沖縄の独特な風習 – Okinawa’s customs of funeral –

ゴールデンウィークが明け、再び慌ただしい毎日がはじまります。気がつけば上半期もすでに後半。お墓やお骨の投稿が続いたこともあって、足が遠のいていたお墓のことを思い出しました。下半期を有意義に過ごすためにも、諸々の報告と感謝を伝えに今週末あたり行ってこようと思います。

さて、今日は沖縄の葬儀にまつわる風習についてです。以前、沖縄で葬儀関係に携わる方からお聞きした話です。ご紹介するのは、その時にお話下さった言葉をそのままに記録したものです。但し、方言は標準語に代えています(笑。

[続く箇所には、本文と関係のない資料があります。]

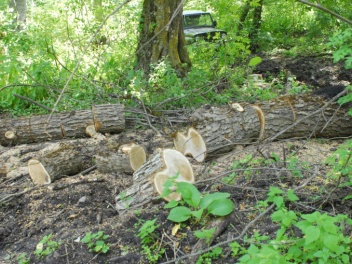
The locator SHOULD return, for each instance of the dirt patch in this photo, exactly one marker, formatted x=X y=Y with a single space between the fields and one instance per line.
x=314 y=71
x=73 y=206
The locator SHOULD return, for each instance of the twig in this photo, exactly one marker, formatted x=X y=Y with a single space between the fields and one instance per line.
x=244 y=231
x=32 y=101
x=20 y=85
x=306 y=117
x=9 y=197
x=326 y=10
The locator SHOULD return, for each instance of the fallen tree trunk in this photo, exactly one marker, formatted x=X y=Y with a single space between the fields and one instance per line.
x=107 y=118
x=148 y=180
x=222 y=128
x=127 y=159
x=61 y=160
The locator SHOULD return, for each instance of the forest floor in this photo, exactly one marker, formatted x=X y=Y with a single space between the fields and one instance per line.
x=76 y=205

沖縄には色々な習わしがあって、例えば「ヌジファー」ってご存知ですか?
亡くなると肉体と魂が離れ、病院からご遺体を搬送すると魂だけ病院に残ってしまう。その魂も一緒にご自宅へお連れする儀式が「ヌジファー」なんです。もちろん地域によってやり方が違うんですけど、私はユタ(霊媒師のような人)の所へ行って一般的なやり方を勉強してきました。でも強制することではないから、ご遺族の長老に「ヌジファーは大丈夫ですか?」って一言声をかける。皆さんそれどころじゃないから、大体忘れてるんですよね。いざやらなきゃいけなくなった時、お手伝いをしたりします。葬儀社からもお願いねって言われます。ご遺族も喜ぶし、葬儀社も喜んでくれます。
他には、納棺する為に棺を自宅に持っていきますよね。家に入る前に、棺を三回落とす風習のところもあります。壊れない程度にコンコンコンって落として、その中の悪いものを出すという意味ですね。

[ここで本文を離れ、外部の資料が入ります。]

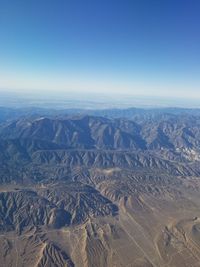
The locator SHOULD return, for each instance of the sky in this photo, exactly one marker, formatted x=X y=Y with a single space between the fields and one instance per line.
x=132 y=47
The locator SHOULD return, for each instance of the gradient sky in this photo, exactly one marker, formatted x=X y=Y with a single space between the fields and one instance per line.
x=138 y=47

北部の一部では「クチャグワァー」という家の一番奥の部屋へご遺体を安置し、女性達が一晩中そばに付いています。南部の方では、ご遺体を安置する場所を白黒幕で囲ってしまう。悪いものが入らないようにしてるんだと思います。

ご高齢で亡くなった方に紅白の鉢巻を巻いてあげる地域もあります。それをしてあげることによって、あの世に行く段階を飛び越せると言われてます。
また、「チョーサージ」といって白くて長い布にお経を書いて、故人に被せる。顔あてとは別です。昔、お坊さんを呼べるお金がなかった頃、寺に行ってお坊さんにお経を書いてもらってそれを被せて荼毘にふす。お坊さんの代わりなんです。
お骨にしてお墓へ向かう時の葬列で、旗を持っていくところもあります。聞いた話ですが、昔は故人の名前を書いて竹に結んだのが1枚。そして会社名とかが書いてあったりするのもあったらしいです。今でいう供花の代わりなんですよ。その旗を見て誰が出したかわかる。そういう旗を持って葬列をしていたとか。それが今の供花に変化してきたという話です。 離島に行くと、「泣き女」という役割の人がいます。故人のために泣いてくれる女の人を雇うんです。ご遺族ももちろん泣きますが、それだけ悲しんでるという意味でしょうね。
久高島に行けば、まだ洗骨をしています。葬儀自体は変わらないけど、火葬はせず箱みたいなものを作ってそこへ柩を納める。そしてセメントで全部覆い、一年経ったら開けてお骨を取り出し、海で女の人が洗骨し骨壷へ納める。地域によって色々あるから、地元の方に話を聞きながら教えていただいてます。

独特な風習に加え、喪主や遺族は49日まで7日ごとに法要を行います。昔ながらのしきたりを重んじながら祖霊崇拝の信仰が根強いことも特徴の一つ。合理化や簡素化など、生活するうえでは必要なことですが、残すべき風習は大切にしたいものです。